ALÉNS E PORTANTOS
O azul,
que definia a ordem e o rito, imporia os últimos preceitos do adeus. Pairou a
cor esbelta mimada no silêncio à espreita da fortuna e da sina, pois sabia que
não poderia retornar sem levar consigo o enfeitiçado escolhido. Eram tempos de
mudanças e Fércius de Monteses acompanhou, serenado, a garça em imponderáveis
volteios, gestos simbólicos e místicos, para debulhar as ânsias e as carências de
almas novas para os deuses insaciáveis. Do lado do poente, o vento era ajustado
para exibir migalhas suaves de melancolia, preconizando um então, ou quem sabe
um talvez; acenos controlados e medidos todos e assim ajudariam a selar o destino.

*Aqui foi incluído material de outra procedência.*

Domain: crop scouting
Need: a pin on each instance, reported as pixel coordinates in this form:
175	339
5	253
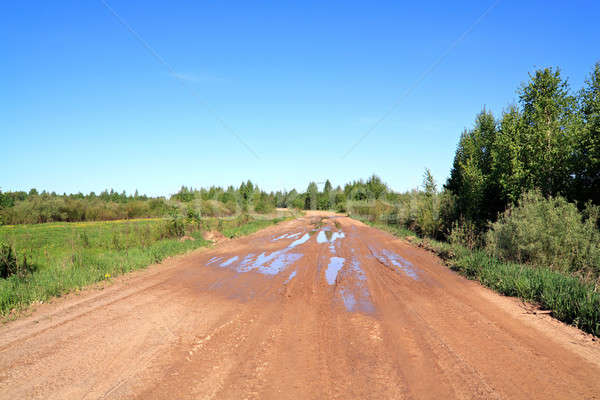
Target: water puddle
348	299
297	242
327	236
321	238
390	258
279	263
292	275
335	264
279	238
229	262
214	260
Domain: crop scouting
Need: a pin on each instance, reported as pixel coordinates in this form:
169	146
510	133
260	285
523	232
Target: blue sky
84	106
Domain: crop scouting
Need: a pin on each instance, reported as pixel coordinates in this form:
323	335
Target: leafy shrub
547	232
465	233
8	261
9	265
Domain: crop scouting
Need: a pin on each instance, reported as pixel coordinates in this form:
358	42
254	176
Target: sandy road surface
296	311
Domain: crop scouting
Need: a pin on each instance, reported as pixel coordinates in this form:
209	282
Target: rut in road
309	309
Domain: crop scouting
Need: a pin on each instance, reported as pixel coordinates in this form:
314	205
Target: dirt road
302	310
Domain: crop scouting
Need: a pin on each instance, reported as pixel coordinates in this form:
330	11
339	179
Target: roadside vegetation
520	210
41	261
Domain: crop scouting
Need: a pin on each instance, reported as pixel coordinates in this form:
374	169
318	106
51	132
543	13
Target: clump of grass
570	299
60	257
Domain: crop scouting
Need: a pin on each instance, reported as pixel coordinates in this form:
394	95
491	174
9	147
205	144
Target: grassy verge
569	298
69	256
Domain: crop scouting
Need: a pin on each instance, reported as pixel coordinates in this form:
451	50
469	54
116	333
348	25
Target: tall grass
569	298
67	256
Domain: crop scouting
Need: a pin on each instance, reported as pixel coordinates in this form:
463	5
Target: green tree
550	125
312	194
588	149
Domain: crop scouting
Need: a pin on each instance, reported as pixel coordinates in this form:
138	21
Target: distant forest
548	142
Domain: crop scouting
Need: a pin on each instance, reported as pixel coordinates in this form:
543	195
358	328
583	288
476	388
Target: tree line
549	141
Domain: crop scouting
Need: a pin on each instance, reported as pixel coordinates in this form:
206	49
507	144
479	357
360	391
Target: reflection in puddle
387	257
358	297
286	236
348	299
280	237
279	263
292	275
268	263
327	236
335	264
214	260
230	261
299	241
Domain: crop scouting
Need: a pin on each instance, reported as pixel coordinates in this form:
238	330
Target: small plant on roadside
8	261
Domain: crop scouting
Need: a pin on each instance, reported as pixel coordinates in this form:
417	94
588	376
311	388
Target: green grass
68	256
569	298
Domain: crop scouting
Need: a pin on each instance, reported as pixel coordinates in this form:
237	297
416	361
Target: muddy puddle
391	259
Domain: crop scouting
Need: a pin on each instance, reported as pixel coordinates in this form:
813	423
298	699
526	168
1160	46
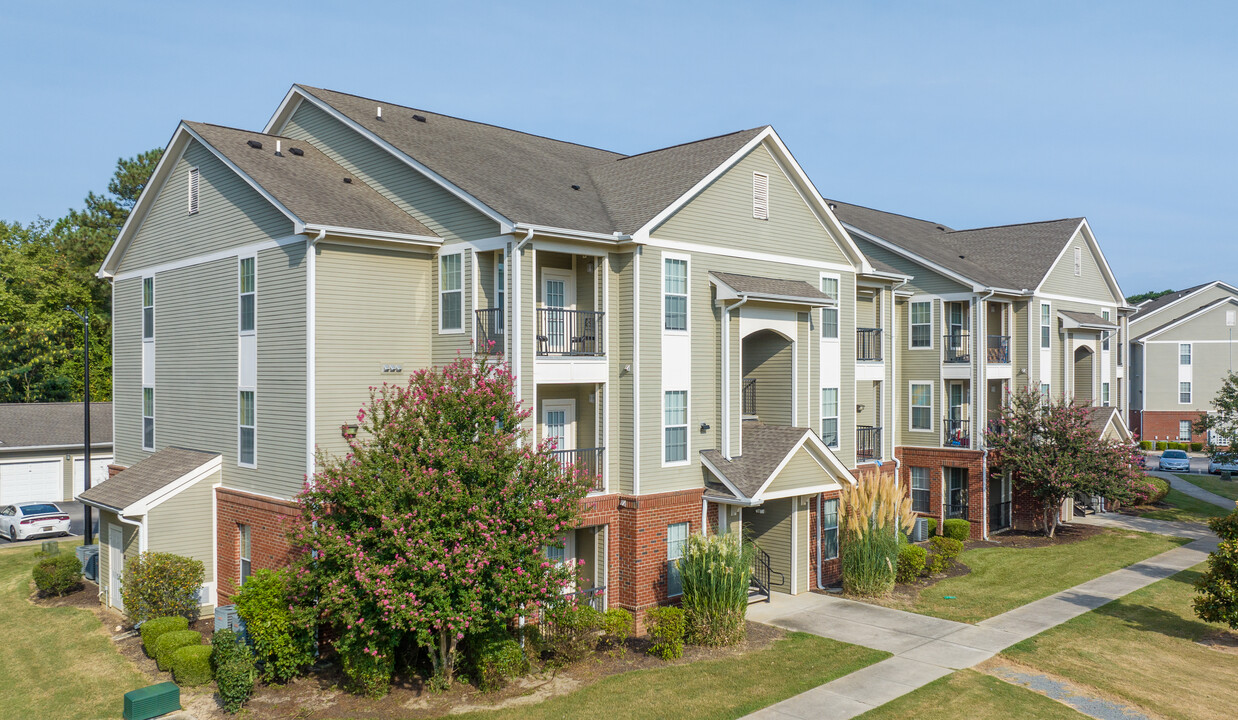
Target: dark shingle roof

A morte firmou propósito e ciosa acompanhou os olhos calmos de Fércius sabedor
da hora se fazendo. Não interpôs, ele, a menor surpresa ou vacilo, pois contemplou
do lado oposto o taciturno canto fundo da tristeza mensageira do fado. E no
arremate das sortes traçadas, o potro castanho de crinas beijadas pelo
infinito, se achegou passarinheiro para o adeus se dar tão logo Fércius, a
cavaleiro, partisse. Não havia dúvida e nem se desperdiçaram lágrimas.
O
infinito inverteu conceitos e valores, tanto que o azul virou verbo e o chão sumiu
vergado em saudade, permitindo à morte, lasciva, despir-se do negro e insinuar-se
nos brancos véus, translúcidos, por onde exibia sua nudez excitada e os seus desejos
carentes de afago. Sete virgens ofereceram seus seios entumecidos aos flautins portados
pelos querubins. Os pecadores mortos liberavam seus ossos, acomodando-os à beira
da solidão para a ereção, ali, do templo à angústia. Já os falecidos beatos emprestavam
seus ossos ao altar da incontinência sexual. As carnes flácidas, desprezadas
pelas almas, floriram pela alameda principal onde, no final, por duas entradas imponentes,
deus e diabo escambavam seus seguidores: o senhor imprecava maldições com
gestos autoritários e encaminhava piedosos e compadecidos ao demônio para serem
entronizados na luxúria, na lascívia e no pecado. O demônio se descartava de
seus pecadores e os dirigia ao santíssimo para se deleitarem de contemplação,
de pureza e de rezas enquanto se eternizassem mortos.
Fércius,
indefinido piedoso pecador, aguardava no limbo purgativo até decidirem seu
destino, mas sonhava voltar no potro castanho à vida.